2. Making Predictions

def get_binance_url(symbol="BTCUSDT", interval="1m", limit=1000):
    return f"https://api.binance.com/api/v3/klines?symbol={symbol}&interval={interval}&limit={limit}"

@app.route("/inference/<string:token>")
def get_inference(token):
    token = token.upper()
    url = get_binance_url(symbol=token + "USDT")
    response = requests.get(url)
    
    if response.status_code == 200:
        data = response.json()
        df = pd.DataFrame(data, columns=[
            "open_time", "open", "high", "low", "close", "volume",
            "close_time", "quote_asset_volume", "number_of_trades",
            "taker_buy_base_asset_volume", "taker_buy_quote_asset_volume", "ignore"
        ])
        df["close"] = df["close"].astype(float)
        scaled_data = scaler.transform(df["close"].values.reshape(-1, 1))
        seq = torch.FloatTensor(scaled_data).view(1, -1, 1)
        
        with torch.no_grad():
            y_pred = model(seq)
        predicted_price = scaler.inverse_transform(y_pred.numpy())
        return Response(str(round(predicted_price.item(), 2)), status=200, mimetype='application/json')
    else:
        return Response("Failed to retrieve data", status=500, mimetype='application/json')
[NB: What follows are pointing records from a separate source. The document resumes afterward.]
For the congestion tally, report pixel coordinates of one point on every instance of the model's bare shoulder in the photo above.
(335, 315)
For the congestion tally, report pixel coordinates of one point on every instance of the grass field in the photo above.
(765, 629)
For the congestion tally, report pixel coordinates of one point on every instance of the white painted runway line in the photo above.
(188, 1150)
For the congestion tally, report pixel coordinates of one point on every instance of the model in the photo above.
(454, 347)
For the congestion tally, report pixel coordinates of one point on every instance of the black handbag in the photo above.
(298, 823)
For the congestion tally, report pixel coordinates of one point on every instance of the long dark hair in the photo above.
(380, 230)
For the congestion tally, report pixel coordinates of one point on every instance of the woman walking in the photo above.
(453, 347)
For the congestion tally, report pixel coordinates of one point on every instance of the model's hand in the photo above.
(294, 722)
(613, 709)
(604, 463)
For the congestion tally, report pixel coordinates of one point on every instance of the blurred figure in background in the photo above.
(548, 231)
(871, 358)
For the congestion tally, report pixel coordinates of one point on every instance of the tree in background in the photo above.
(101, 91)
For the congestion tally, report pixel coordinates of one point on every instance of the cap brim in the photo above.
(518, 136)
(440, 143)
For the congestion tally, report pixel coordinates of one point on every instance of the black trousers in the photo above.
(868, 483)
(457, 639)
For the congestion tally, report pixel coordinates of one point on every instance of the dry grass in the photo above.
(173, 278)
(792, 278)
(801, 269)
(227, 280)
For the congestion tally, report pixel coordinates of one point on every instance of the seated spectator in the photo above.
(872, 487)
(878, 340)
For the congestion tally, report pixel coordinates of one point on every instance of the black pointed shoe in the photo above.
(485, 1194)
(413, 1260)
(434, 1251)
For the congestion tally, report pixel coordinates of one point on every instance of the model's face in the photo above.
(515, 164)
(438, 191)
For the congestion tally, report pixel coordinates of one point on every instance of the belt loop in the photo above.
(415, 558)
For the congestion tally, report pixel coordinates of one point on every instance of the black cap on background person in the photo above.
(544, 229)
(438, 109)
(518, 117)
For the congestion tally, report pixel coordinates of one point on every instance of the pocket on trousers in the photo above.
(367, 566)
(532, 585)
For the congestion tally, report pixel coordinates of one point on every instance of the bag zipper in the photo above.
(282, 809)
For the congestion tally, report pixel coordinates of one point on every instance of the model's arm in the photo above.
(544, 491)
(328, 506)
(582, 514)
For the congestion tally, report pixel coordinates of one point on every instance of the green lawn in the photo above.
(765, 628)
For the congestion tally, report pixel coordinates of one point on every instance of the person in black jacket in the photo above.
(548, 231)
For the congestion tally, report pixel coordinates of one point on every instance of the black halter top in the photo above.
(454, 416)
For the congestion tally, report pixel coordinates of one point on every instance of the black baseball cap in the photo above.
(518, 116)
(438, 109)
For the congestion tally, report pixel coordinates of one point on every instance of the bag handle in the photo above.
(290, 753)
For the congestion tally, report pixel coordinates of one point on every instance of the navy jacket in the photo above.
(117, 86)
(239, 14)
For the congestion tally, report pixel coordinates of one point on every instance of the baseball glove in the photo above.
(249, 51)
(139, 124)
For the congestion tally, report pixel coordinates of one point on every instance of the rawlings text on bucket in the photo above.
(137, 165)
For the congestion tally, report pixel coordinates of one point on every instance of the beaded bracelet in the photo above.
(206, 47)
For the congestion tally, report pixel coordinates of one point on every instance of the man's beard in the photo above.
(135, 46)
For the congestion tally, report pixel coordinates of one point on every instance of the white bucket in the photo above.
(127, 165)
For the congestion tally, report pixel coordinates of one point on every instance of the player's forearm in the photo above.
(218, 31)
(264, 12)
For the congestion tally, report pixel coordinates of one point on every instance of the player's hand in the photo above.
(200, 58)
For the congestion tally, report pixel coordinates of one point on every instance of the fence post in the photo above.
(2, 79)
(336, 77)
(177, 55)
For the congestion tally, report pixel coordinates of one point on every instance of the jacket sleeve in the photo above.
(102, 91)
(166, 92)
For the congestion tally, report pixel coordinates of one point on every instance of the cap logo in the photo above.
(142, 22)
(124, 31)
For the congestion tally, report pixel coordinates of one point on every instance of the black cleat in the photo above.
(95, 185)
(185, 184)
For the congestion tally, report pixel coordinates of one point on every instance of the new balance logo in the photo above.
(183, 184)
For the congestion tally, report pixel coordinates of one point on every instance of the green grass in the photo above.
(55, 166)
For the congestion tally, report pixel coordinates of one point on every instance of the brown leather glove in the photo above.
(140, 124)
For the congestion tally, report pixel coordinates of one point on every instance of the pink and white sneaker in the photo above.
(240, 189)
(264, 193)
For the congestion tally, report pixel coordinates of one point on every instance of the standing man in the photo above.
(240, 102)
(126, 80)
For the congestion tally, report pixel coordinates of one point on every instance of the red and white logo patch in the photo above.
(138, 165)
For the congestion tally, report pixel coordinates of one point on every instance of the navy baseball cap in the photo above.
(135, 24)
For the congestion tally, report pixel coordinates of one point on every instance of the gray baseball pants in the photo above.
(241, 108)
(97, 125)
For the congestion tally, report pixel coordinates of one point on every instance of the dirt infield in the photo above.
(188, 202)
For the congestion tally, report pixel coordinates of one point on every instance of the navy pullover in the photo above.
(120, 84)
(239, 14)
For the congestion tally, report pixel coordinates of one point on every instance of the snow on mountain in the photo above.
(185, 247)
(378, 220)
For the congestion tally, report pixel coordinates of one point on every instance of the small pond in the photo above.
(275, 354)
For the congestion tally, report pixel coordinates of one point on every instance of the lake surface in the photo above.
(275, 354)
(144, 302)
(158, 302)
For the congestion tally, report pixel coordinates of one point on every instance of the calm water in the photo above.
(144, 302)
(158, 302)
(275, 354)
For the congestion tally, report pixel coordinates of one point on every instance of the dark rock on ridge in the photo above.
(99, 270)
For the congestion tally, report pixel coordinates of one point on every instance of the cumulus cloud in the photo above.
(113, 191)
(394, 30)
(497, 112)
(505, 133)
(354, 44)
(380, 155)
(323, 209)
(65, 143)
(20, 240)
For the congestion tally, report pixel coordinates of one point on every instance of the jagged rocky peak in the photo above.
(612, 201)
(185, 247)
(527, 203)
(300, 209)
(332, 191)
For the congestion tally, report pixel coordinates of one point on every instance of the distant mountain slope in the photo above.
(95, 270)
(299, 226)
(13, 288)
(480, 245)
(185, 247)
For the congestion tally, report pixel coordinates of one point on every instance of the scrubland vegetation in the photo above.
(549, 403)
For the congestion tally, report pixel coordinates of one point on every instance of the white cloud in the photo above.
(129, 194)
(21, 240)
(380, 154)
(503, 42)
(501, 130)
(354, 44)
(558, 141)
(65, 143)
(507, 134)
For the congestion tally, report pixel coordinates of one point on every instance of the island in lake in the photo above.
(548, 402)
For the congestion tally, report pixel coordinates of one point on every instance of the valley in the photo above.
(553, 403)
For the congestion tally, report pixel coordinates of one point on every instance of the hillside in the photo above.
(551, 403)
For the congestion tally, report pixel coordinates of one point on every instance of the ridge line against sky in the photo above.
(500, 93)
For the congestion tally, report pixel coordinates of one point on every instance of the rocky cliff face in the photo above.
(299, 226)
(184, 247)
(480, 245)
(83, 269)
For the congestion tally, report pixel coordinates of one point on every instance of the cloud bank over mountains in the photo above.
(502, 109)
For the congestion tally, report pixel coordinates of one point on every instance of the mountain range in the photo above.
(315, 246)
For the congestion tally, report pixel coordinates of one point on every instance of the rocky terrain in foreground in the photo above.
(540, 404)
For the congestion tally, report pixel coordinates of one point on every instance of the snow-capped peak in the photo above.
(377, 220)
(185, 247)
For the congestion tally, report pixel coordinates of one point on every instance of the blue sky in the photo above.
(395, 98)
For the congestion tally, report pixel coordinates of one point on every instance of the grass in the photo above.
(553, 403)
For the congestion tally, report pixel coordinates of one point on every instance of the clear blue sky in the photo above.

if __name__ == "__main__":
    app.run(host='0.0.0.0', port=8000)

3. Build and Run Your Worker Node:

docker compose up --build -d

Your Allora Worker Node is now ready to handle requests for real-time cryptocurrency price predictions.

Key Steps:

• Model Loading: The pre-trained model is loaded into memory when the Flask app starts.
• Data Fetching: Historical data is retrieved for the requested cryptocurrency.
• Inference: The BiRNN model processes the data and outputs a predicted price.
• Response: The prediction is returned as a JSON response.

Full Code Sample:

• Full Code Sample Model.py: https://github.com/0xtnpxsgt/Allora-Comprehensive-Guide/blob/main/birnn_model.py
• Full Code Sample App.py: https://github.com/0xtnpxsgt/Allora-Comprehensive-Guide/blob/main/app.py

Conclusion

This guide covers the entire process of building, training, and deploying a BiRNN model for cryptocurrency price prediction. By following the steps outlined here, you can develop a robust model capable of making real-time predictions, potentially providing valuable insights into market trends. Deep learning models like BiRNNs offer powerful tools for time series prediction, and with proper tuning and integration, they can be highly effective even in volatile markets like cryptocurrency.